Electric auxiliary turbocharger structure

Technical Field

The invention relates to the technical field of turbochargers, in particular to an electric auxiliary turbocharger structure.

Background

The electric auxiliary turbocharger can optimize the low working condition performance of the diesel engine and improve the fuel economy of the diesel engine, and is a trend of the technical development of the turbocharger.

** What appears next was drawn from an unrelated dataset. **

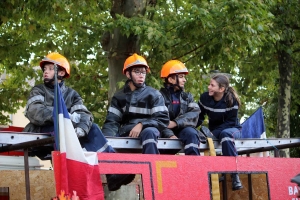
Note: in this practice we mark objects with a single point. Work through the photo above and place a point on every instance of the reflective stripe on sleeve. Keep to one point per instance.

Because the exhaust gas quantity is insufficient when the diesel engine runs at low load, and the turbocharger cannot provide enough air for the turbocharger to optimize the engine performance to the maximum, an electric auxiliary turbocharger is adopted, a specially designed high-speed permanent magnet motor is installed on the turbocharger, the high-speed permanent magnet motor applies torque to a rotor of the turbocharger, so that the speed of the rotor can be maintained or changed under the condition of low exhaust gas quantity of the engine, and therefore enough compressed air is provided for the engine.

Disclosure of Invention

The invention aims to overcome the defects of the prior art and provides an electric auxiliary turbocharger structure which is used for improving the performance of a turbocharger at the low load of a diesel engine.

The purpose of the invention is realized as follows:

an electric auxiliary turbocharger structure comprises a turbine wheel cover of a turbocharger, a turbine shaft, a gas compressing impeller arranged on the turbine shaft, and an impeller locking nut in threaded fit on the turbine shaft,

one end of the turbine shaft, which extends out of the impeller locking nut, is sleeved with a flange which is axially locked through a shaft sleeve in threaded fit on the turbine shaft;

the high-speed permanent magnet motor is provided with a shell, a motor stator and a motor rotor, the shell is fixed in an impeller housing of the turbocharger, and one end of the motor rotor is coaxially fixed on the flange plate through a connecting bolt.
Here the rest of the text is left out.